Brazil’s attempt to develop a national space launch program has continued to experience setbacks. The third attempt to launch Brazil’s first big space rocket failed in August 2003. Nevertheless, Brazilian President Luiz Inacio Lula da Silva affirmed that his administration is committed to launching the rocket successfully before he leaves office. Brazil is a member of the Missile Technology Control Regime (MTCR), and just prior to joining it, then-President Fernando Henrique Cardoso declared that Brazil does not intend to produce, import, or export long-range ballistic missiles. This message was later reiterated by the director-general of Brazil’s Aerospace Technical Center (CTA), who affirmed that Brazilian space activities are unrelated to weapons technology. However, a successful launching operation could hasten the day when Brazil’s VLS rocket could be converted into a ballistic missile with intercontinental range.
The VLS (Veiculo Lancador de Satelites) is a four-stage rocket designed to launch satellites. In August 2003, the third VLS rocket exploded when one of its engines accidentally ignited on the launch pad and killed 21 engineers and technicians. The vehicle was still several days away from launch. Two previous launch attempts, in 1997 and again in 1999, failed when the rockets veered off course.
According to a media report, the damage caused by the August explosion was estimated at (US) $33 million, far more than the Brazilian Space Agency’s annual budget. Brazil’s budget is now constrained by International Monetary Fund agreements that require the government to run budget surpluses. Despite the financial burden, President Lula da Silva has vowed to continue to develop Brazil’s space program, and to launch another test of the VLS while he is still in office.
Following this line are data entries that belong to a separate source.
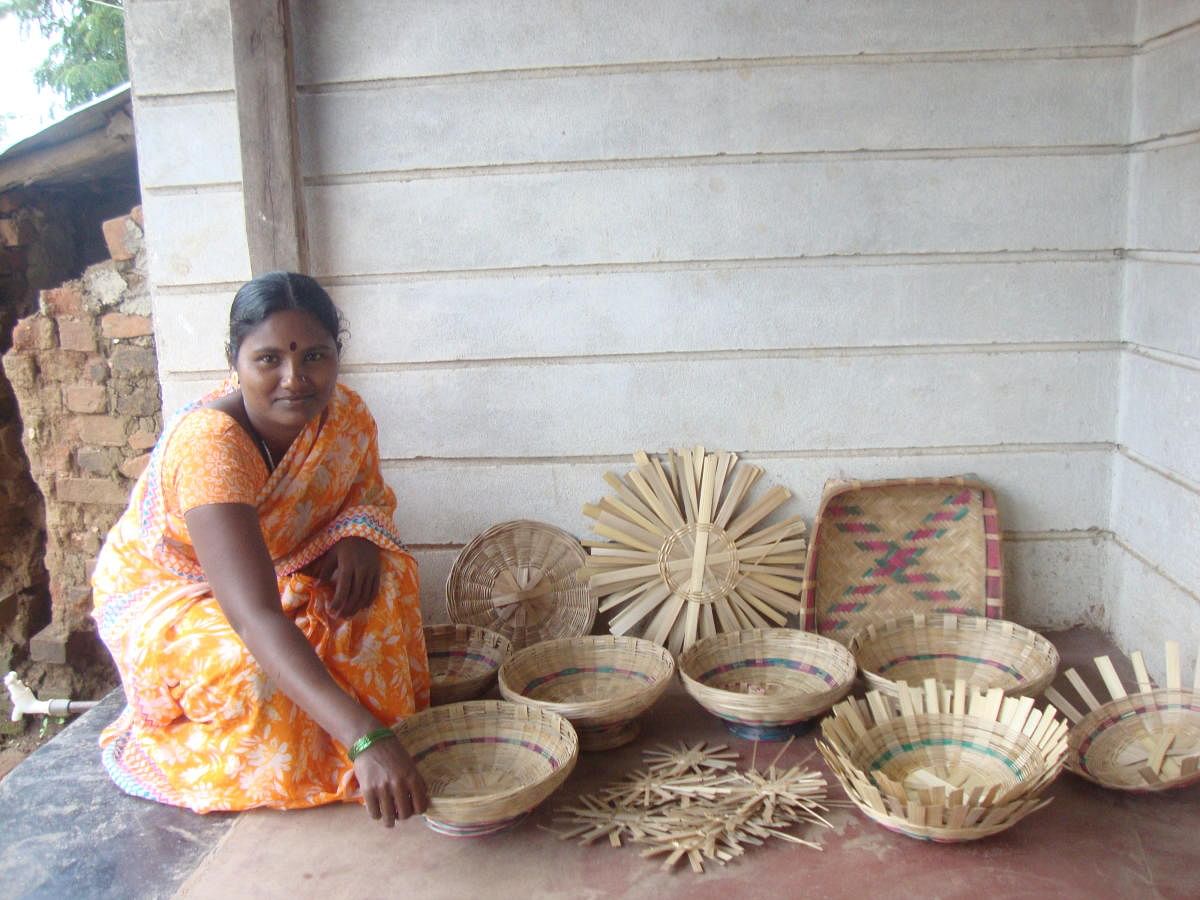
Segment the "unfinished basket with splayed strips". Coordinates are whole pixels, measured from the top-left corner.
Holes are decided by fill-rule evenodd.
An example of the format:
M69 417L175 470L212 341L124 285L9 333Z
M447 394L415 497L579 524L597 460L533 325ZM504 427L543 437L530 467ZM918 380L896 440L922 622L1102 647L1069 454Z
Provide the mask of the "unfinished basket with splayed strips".
M805 627L843 644L907 612L1002 618L995 497L964 478L827 483L802 600Z
M639 634L678 654L698 638L786 625L801 612L807 545L798 516L759 527L791 492L780 485L750 499L762 475L733 453L639 450L615 491L583 508L606 541L591 549L589 584L613 611L613 634ZM758 530L755 530L758 529Z
M1011 828L1049 799L1067 724L1032 697L963 681L871 691L821 722L817 747L846 794L885 828L921 840L973 841Z
M849 693L854 657L836 641L793 628L758 628L698 641L679 657L696 702L748 740L780 741Z
M512 652L508 638L478 625L427 625L424 630L434 706L474 700L491 687Z
M640 638L544 641L519 650L500 667L500 693L565 716L583 750L619 747L637 737L637 717L662 696L675 661Z
M513 649L592 630L596 603L579 573L587 555L561 528L501 522L467 544L446 578L452 622L499 632Z
M1075 669L1066 676L1088 712L1081 713L1054 688L1046 698L1074 726L1067 768L1107 788L1155 792L1200 781L1200 654L1191 688L1180 677L1179 643L1166 643L1167 686L1157 687L1140 651L1131 656L1136 690L1126 691L1112 660L1096 669L1112 697L1102 703Z
M896 683L958 679L978 690L1036 697L1054 680L1058 650L1015 622L978 616L909 613L866 626L850 641L867 683L896 692Z
M579 758L570 722L502 700L433 707L395 731L429 789L426 824L455 837L516 824L554 793Z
Brazil has also begun preliminary studies on a second launch vehicle, the VLS-2. It is possible that this rocket will use a liquid propulsion system. According to the Brazilian minister of Defense, Russian cooperation in assisting with the liquid-fuel technology will be important in this endeavor. The VLS-2 is intended to carry satellites weighing 400 to 1000 kg to orbits of 2000 km.
In addition to the Russian assistance with the VLS-2 liquid propulsion system, Brazil has entered into cooperative agreements with several other countries.
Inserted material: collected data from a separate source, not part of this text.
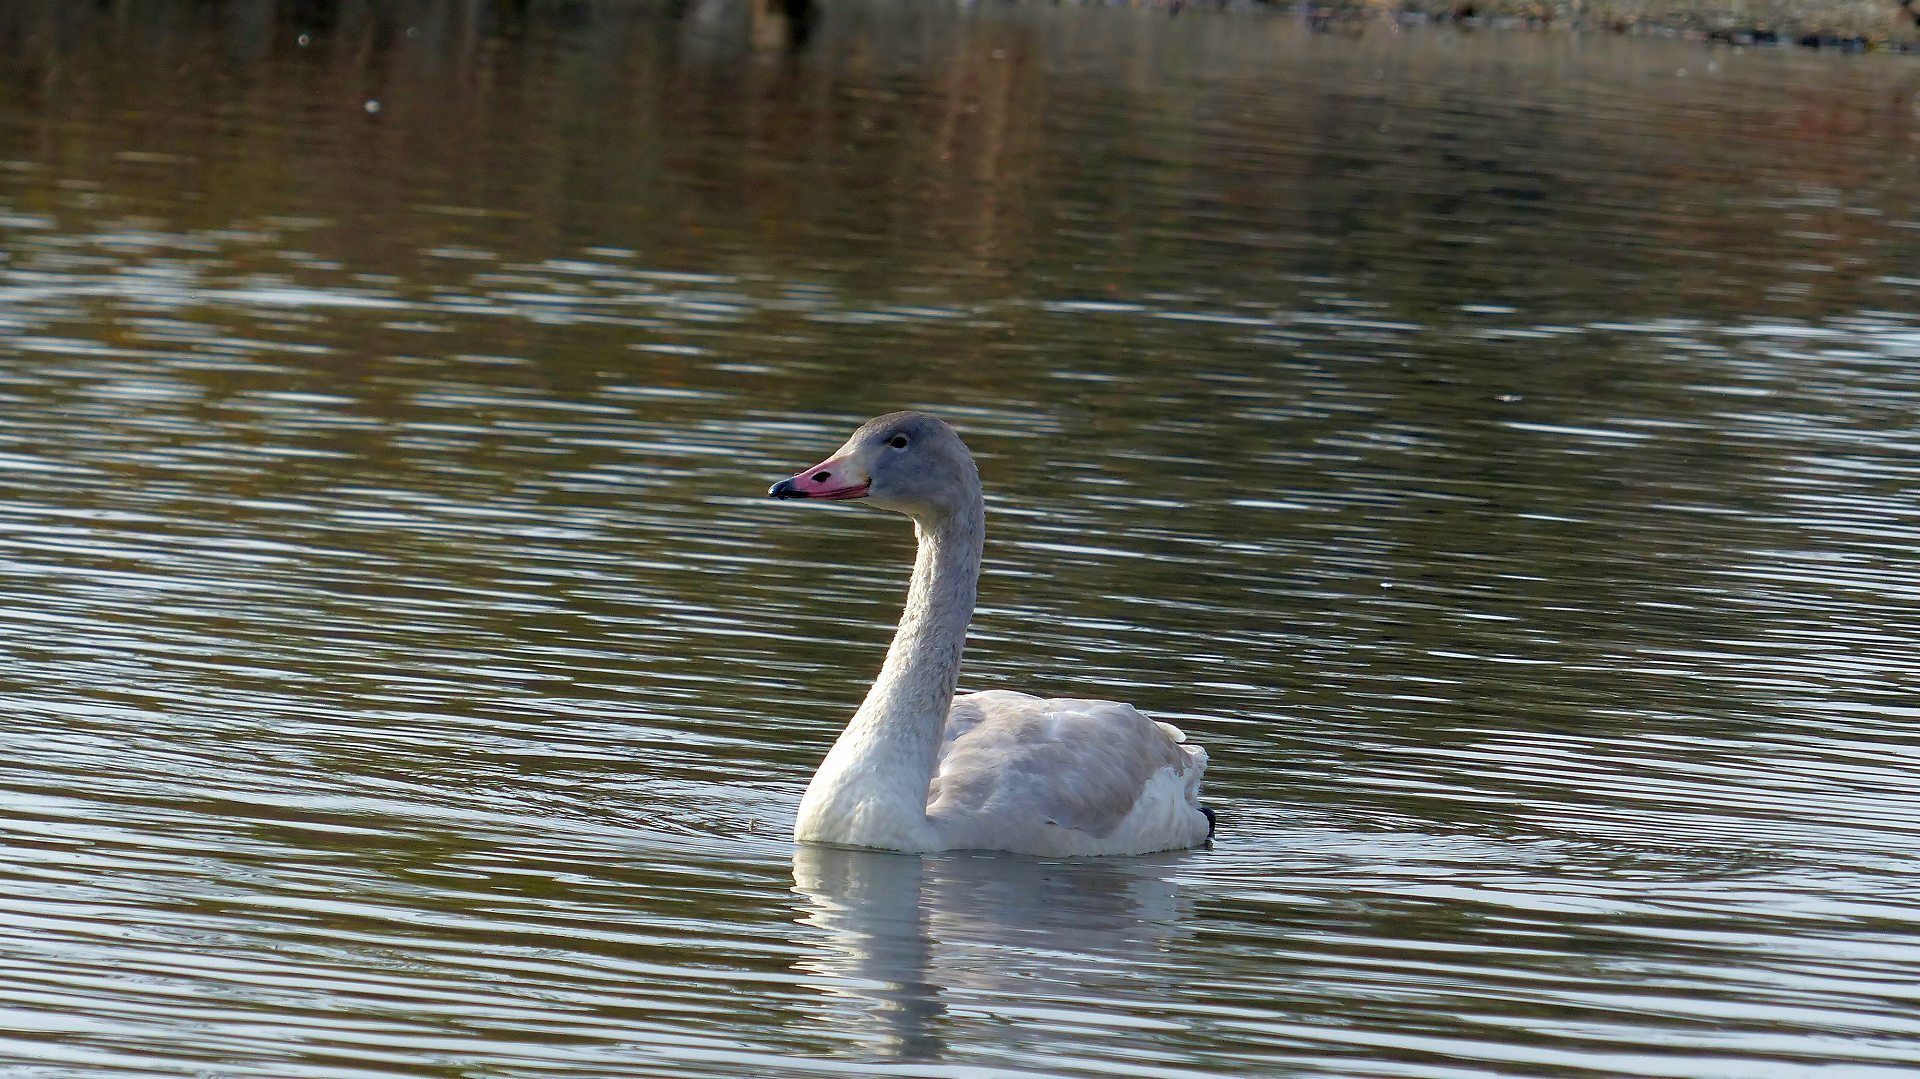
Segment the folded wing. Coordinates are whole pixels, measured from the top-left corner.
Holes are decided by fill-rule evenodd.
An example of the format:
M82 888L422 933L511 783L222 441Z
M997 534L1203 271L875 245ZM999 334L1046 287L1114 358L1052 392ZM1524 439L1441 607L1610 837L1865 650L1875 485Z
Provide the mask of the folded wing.
M969 693L954 698L948 714L927 815L1052 824L1105 838L1159 773L1193 769L1186 786L1197 787L1205 755L1183 740L1178 729L1115 701Z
In October 2003, Brazil entered into an agreement with Ukraine whereby Ukraine will help finance the additional infrastructure necessary to enable the launching of the Ukrainian Cyclone 4 rockets from the Alcantara launch pad in Brazil.
Brazil has also entered into an agreement with China to cooperate on space technology. According to the Chinese Ministry of Foreign Affairs, the first jointly-developed satellite was successfully launched by China in October 1999. China launched the second jointly-developed satellite in October 2003. Two additional satellites are planned.
Finally, Avibras, a Brazilian manufacturer of military equipment, will reportedly sell an estimated (US) $400 million in goods, mainly missile launchers, to the United Arab Emirates.